General Principles and Proportionality
Most jurisdictions operate on the default principle of "one share, one vote," though this may be altered by a company's constitutional documents.- United States : Under the Delaware General Corporation Law, the default rule is that "each stockholder shall be entitled to 1 vote for each share of capital stock held by such stockholder."
- United Kingdom: The Companies Act 2006 provides that "on a poll every member has one vote for every share held by him."
- Germany: The Aktiengesetz mandates that "the voting right shall be exercised according to the par value of the shares or, in the case of no-par value shares, according to their number."

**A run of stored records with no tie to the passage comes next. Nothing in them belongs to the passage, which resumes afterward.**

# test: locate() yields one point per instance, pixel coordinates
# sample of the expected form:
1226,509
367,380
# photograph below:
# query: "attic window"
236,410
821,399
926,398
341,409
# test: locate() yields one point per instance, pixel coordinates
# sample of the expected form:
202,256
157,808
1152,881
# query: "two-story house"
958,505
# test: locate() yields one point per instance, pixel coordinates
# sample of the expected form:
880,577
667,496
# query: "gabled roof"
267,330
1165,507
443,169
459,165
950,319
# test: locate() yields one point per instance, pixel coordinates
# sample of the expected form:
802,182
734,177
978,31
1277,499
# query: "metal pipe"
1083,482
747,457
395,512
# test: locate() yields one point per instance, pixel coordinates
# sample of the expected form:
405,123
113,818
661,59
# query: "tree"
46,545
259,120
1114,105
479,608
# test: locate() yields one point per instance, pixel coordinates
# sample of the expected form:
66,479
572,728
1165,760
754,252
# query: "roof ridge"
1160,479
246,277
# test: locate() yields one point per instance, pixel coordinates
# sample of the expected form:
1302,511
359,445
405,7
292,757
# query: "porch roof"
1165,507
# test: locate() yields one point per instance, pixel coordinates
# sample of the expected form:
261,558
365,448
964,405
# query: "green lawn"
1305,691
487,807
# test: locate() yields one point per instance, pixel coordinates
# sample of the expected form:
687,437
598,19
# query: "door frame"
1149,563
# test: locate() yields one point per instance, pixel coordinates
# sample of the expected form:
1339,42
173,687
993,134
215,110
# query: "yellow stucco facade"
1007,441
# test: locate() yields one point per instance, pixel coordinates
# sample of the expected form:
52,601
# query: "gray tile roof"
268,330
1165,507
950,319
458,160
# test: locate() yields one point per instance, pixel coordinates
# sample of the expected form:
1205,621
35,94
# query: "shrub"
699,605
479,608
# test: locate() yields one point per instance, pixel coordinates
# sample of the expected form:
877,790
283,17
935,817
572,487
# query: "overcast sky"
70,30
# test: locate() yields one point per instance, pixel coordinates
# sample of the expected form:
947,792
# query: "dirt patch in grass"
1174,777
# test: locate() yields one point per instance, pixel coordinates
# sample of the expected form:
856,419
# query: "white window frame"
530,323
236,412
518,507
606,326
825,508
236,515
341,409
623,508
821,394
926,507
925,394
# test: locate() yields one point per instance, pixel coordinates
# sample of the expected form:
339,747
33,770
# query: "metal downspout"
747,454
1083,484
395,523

Calculation of Voting Power and Treasury Shares
Statutory Exclusions
In all three major jurisdictions, treasury shares are legally "dormant" and cannot be exercised:- Germany: "The company shall not have any rights from treasury shares."
- United States : "Shares of its own capital stock belonging to the corporation... shall neither be entitled to vote nor be counted for quorum purposes."
- United Kingdom: The law specifies that "a company must not exercise any right in respect of treasury shares," specifically including the right to attend or vote at meetings.
Majority Interests and Indirect Control
In the US and UK, similar "look-through" provisions exist to prevent circular ownership structures where a subsidiary votes in the election of the parent's board, thereby ensuring the integrity of the voting interest calculation.